L'ex alto funzionario federale esprime anche critiche al governo di Berna. «Non capisco perché voglia riunirsi solo lunedì: avrebbe dovuto farlo domenica. Sarebbe poi stato opportuno che la segretaria di stato Helene Budliger Artieda si fosse recata a Washington per presentare al governo americano la nuova offerta della Svizzera. Infine, la Confederazione dovrebbe insistere affinché si tenga un incontro tra il presidente Trump e la presidente Keller-Sutter o il vicepresidente Guy Parmelin». Sono insomma necessari contatti a entrambi i livelli: tra i team negoziali e tra i vertici politici.

«Ora bisogna tentare ogni possibilità», insiste il giurista con dottorato conseguito all'Università di Basilea. «La questione ha la massima priorità nella politica estera e nella politica economica estera della Svizzera: mi sembra opportuno che anche il ministro degli esteri Ignazio Cassis si metta finalmente in contatto con il suo omologo americano Marco Rubio».

Che cosa dire in generale del rapporto fra i due stati? «La Svizzera considera gli Stati Uniti come una repubblica sorella, poiché nel XIX secolo erano le uniche democrazie esistenti. La storia delle relazioni bilaterali è però sempre stata caratterizzata dall'atteggiamento severo della sorella maggiore nei confronti della sorella minore».

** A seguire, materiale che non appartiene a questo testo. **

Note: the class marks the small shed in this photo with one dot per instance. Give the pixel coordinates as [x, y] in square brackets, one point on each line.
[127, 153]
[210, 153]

«Nella maggior parte dei casi è così, poiché i rapporti di forza sono chiaramente a nostro sfavore: ciò non significa però che la Svizzera non difenda con le unghie e con i denti i propri interessi», chiosa il padre di tre figli. «Abbiamo ottimi negoziatori nell'amministrazione a Berna. Qualcuno ha anche proposto il presidente della Fifa Gianni Infantino: non mi sembra una cattiva idea. Con il cancelliere tedesco Friedrich Merz un simile intervento non servirebbe a nulla, ma Trump funziona in modo diverso, Infantino va d'accordo con lui. Se dicesse a Trump: 'Signor Presidente, mi dia 15 minuti' e poi portasse con sé la segretaria di stato Budliger, pronta a fare concessioni, allora 15 minuti diventerebbero rapidamente 30 o più e forse porterebbero a un risultato».

«I metodi diplomatici classici funzionano solo in misura limitata con Donald Trump: bisogna anche agire in modo non convenzionale, bisogna provare tutto», si dice convinto Borer. «Allora forse la Svizzera potrà abbassare i dazi al 15%». Non più quindi al 10% - chiede il cronista - come a quanto pare era previsto nella dichiarazione d'intenti congiunta? «Temo che ormai sia troppo tardi», conclude.